An up-and-coming SaaS company
Daniel Miller (Workday): Way back in 1986, Microsoft was a company poised to make many of its early investors extraordinarily wealthy by 2000. Of course, it's incredibly difficult to uncover the next Microsoft, but Workday offers investors explosive growth and could be a long-term winner.
Workday is a software-as-a-service (SaaS) provider offering enterprise resource planning software for medium to large enterprises. Basically, Workday sells cloud-based applications for finance and human resources, and its products have been on fire, in a good way. Workday's fiscal 2017 revenues jumped 35% over the prior year and totaled $1.57 billion. Its subscription revenue was up 39% year over year, and the fourth quarter put the finishing touches on a strong year, as it was the best quarter in company history.

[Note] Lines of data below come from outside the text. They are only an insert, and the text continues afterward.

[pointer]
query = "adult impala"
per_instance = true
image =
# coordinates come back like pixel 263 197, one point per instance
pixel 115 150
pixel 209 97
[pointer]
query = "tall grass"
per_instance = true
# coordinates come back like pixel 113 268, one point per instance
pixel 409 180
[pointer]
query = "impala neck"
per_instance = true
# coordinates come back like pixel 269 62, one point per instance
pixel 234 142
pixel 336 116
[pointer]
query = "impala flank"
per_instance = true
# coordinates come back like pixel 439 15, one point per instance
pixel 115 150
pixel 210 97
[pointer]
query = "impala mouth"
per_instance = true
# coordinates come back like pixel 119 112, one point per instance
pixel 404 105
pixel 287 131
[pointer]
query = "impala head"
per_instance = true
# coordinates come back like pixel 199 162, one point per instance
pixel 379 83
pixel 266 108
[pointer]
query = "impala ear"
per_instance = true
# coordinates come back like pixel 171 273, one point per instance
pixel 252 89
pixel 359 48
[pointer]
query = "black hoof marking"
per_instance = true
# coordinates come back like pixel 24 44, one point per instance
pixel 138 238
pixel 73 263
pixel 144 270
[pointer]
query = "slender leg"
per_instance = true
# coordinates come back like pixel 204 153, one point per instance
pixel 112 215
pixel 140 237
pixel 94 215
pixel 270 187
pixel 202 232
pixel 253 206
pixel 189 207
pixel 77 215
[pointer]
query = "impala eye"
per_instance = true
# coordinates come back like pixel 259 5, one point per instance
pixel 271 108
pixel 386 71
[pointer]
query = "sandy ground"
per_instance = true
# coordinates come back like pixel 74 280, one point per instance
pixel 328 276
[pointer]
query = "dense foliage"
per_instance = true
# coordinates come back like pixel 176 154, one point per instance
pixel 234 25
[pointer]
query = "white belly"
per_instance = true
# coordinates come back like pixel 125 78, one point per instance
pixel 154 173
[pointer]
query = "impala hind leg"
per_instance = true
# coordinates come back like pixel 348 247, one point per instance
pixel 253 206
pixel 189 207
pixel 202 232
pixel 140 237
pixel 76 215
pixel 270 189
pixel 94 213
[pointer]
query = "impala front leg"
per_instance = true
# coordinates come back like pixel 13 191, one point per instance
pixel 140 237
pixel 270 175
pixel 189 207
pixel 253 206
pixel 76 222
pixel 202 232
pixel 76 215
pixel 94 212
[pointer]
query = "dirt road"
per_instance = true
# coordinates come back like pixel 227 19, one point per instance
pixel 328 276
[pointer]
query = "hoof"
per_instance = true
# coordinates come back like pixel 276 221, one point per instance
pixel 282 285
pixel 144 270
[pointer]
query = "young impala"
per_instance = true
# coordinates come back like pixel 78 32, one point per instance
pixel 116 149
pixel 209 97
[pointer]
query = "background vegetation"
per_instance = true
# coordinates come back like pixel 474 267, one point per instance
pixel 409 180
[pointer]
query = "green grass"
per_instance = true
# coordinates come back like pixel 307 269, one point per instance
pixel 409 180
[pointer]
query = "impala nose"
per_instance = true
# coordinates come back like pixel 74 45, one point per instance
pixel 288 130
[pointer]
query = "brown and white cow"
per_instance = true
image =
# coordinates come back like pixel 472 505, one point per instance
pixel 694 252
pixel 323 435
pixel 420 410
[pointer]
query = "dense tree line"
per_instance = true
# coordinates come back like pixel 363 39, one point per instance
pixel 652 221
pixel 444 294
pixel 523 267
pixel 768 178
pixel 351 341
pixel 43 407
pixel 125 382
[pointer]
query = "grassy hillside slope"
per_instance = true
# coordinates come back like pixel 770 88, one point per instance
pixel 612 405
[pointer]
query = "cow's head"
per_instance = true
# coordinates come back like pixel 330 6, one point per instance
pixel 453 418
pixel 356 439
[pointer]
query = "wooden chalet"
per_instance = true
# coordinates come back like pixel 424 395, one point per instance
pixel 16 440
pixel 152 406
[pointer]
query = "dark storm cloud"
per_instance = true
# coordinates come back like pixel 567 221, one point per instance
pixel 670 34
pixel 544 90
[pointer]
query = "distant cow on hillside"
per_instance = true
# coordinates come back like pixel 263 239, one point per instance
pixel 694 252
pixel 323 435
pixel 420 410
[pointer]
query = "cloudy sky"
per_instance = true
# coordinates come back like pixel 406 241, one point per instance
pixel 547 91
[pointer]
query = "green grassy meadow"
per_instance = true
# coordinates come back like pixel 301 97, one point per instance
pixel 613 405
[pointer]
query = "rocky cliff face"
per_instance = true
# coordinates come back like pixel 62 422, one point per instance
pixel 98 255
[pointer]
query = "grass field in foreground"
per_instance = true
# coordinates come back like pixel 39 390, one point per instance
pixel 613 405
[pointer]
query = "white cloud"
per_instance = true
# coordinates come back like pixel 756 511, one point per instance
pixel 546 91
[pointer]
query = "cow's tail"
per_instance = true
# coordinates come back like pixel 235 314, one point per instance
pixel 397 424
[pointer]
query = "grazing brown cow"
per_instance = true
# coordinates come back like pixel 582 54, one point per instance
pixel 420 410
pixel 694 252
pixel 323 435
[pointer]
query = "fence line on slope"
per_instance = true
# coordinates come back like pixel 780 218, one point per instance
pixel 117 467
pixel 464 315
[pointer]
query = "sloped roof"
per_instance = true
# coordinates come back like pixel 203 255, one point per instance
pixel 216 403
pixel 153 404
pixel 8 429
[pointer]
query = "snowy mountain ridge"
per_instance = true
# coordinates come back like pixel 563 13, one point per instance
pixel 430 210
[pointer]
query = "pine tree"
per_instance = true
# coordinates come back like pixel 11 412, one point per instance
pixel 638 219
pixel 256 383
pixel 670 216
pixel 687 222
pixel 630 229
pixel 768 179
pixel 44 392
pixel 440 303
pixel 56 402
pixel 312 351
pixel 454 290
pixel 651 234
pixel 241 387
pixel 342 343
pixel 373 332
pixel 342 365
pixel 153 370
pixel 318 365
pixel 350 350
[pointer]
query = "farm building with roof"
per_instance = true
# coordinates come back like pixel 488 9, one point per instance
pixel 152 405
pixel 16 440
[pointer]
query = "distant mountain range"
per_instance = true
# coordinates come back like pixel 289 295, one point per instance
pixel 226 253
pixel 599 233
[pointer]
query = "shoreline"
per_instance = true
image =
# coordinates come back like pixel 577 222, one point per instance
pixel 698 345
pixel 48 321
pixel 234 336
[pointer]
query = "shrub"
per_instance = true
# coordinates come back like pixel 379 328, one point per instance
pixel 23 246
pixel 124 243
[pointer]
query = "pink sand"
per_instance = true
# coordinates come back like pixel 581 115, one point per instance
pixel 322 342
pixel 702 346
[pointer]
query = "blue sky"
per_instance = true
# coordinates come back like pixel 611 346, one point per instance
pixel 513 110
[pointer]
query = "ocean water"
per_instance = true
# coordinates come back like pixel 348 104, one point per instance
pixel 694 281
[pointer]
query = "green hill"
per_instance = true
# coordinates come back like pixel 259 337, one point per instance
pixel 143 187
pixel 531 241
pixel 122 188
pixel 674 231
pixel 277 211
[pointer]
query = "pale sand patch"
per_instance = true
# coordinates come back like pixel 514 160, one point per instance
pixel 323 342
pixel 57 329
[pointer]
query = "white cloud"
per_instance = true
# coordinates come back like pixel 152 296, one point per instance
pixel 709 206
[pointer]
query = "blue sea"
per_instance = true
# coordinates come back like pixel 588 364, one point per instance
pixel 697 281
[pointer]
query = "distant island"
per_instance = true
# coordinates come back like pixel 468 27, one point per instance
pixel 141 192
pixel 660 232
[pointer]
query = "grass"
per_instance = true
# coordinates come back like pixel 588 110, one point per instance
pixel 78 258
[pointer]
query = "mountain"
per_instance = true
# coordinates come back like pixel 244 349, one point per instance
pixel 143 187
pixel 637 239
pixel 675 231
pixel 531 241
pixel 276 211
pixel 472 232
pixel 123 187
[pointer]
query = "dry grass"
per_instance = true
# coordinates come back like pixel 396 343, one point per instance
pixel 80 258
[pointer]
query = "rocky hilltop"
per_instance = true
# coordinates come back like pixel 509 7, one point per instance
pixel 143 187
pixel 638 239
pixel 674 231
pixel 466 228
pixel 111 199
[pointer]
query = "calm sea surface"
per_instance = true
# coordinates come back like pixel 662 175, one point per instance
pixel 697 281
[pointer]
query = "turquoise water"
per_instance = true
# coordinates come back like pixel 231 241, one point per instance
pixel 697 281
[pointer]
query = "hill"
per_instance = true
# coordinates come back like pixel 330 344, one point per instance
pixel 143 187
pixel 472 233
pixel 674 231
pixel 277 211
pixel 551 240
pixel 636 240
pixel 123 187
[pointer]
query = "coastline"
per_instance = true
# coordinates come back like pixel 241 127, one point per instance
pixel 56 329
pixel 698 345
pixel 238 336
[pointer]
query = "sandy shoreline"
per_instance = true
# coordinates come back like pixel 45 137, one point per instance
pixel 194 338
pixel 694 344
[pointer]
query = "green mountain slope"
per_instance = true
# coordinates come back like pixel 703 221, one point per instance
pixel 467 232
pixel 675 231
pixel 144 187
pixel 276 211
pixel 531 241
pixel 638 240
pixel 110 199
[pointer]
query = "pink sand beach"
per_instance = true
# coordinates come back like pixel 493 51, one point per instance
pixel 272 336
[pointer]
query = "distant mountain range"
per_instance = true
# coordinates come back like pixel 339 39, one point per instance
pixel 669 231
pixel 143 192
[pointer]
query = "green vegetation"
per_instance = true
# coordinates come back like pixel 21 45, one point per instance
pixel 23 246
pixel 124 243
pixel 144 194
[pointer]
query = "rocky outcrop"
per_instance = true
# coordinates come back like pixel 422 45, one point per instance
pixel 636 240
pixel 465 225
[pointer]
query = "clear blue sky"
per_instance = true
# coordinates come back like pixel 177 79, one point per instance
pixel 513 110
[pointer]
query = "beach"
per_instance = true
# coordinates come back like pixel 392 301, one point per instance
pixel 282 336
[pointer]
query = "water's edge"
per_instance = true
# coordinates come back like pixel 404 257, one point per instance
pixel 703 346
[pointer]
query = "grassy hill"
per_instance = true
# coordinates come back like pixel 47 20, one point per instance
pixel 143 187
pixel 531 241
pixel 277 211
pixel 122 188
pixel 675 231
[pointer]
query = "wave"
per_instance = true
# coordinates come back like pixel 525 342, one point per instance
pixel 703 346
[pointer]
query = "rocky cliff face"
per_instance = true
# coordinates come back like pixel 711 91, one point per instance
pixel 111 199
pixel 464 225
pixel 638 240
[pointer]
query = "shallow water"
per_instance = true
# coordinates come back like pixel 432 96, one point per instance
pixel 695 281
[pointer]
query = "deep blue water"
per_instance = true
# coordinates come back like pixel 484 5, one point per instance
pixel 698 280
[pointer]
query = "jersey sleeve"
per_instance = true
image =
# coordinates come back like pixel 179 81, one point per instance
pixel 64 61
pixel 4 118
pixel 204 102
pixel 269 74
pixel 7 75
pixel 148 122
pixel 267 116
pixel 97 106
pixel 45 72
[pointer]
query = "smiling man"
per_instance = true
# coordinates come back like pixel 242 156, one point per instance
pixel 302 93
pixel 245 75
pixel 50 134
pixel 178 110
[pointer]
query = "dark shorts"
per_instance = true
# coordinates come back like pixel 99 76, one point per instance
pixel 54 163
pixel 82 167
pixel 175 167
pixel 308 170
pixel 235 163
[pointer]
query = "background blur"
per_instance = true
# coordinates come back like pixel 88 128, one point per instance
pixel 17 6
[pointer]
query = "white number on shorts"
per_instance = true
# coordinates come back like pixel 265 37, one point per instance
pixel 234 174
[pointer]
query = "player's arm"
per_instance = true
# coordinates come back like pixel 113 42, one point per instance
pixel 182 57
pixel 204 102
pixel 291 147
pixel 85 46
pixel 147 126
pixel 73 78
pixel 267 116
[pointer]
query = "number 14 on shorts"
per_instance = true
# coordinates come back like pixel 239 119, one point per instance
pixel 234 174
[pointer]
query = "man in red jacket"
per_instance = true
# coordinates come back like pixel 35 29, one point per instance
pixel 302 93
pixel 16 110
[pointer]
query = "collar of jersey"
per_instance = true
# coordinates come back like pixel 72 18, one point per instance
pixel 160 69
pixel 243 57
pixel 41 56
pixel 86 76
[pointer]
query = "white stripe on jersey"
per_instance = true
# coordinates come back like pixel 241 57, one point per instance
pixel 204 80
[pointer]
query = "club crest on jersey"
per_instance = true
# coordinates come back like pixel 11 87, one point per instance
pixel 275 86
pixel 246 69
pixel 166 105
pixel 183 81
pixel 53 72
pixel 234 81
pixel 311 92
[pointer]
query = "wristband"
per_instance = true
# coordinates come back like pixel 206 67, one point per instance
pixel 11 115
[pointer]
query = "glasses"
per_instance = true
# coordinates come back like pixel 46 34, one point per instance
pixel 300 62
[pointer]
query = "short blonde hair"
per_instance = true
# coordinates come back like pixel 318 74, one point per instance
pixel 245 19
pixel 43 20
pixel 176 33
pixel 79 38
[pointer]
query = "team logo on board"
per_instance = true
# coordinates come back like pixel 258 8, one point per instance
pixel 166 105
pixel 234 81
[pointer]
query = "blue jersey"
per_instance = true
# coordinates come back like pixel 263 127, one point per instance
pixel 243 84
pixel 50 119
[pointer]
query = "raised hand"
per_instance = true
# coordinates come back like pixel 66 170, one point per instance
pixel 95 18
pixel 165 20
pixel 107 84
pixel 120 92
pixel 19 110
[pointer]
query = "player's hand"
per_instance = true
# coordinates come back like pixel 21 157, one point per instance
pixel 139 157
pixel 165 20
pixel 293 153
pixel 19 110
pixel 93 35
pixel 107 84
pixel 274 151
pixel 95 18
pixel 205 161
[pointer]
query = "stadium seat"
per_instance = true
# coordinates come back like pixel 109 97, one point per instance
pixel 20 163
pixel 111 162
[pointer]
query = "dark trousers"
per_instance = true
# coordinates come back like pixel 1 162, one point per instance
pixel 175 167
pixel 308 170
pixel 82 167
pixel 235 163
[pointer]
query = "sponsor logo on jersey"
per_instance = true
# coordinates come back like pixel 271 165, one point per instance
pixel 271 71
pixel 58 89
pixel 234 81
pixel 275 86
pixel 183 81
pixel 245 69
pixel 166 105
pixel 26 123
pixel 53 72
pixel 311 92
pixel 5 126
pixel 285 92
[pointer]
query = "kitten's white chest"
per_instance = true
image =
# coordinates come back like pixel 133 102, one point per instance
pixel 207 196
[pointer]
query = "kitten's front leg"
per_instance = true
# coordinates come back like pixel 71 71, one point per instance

The advantage for Workday is that most companies have finance and human resources software that serve as expensive corporatewide solutions requiring updates. Workday is different in the sense that it sells its software on an as-needed basis, and that software is continually updated on the cloud. Now Workday enters into its potential growth-story phase and has introduced additional applications for hiring and recruiting, payroll processing, and even supply-chain planning and management software.
Workday is far from a guaranteed winner for investors, however, and the young company battles two huge competitors in Oracle and SAP. But Workday has won more than its fair share of customers, and if the company can string together a couple of big-time customer wins and develop its newer applications, it could be the beginning of a long-term success story for investors.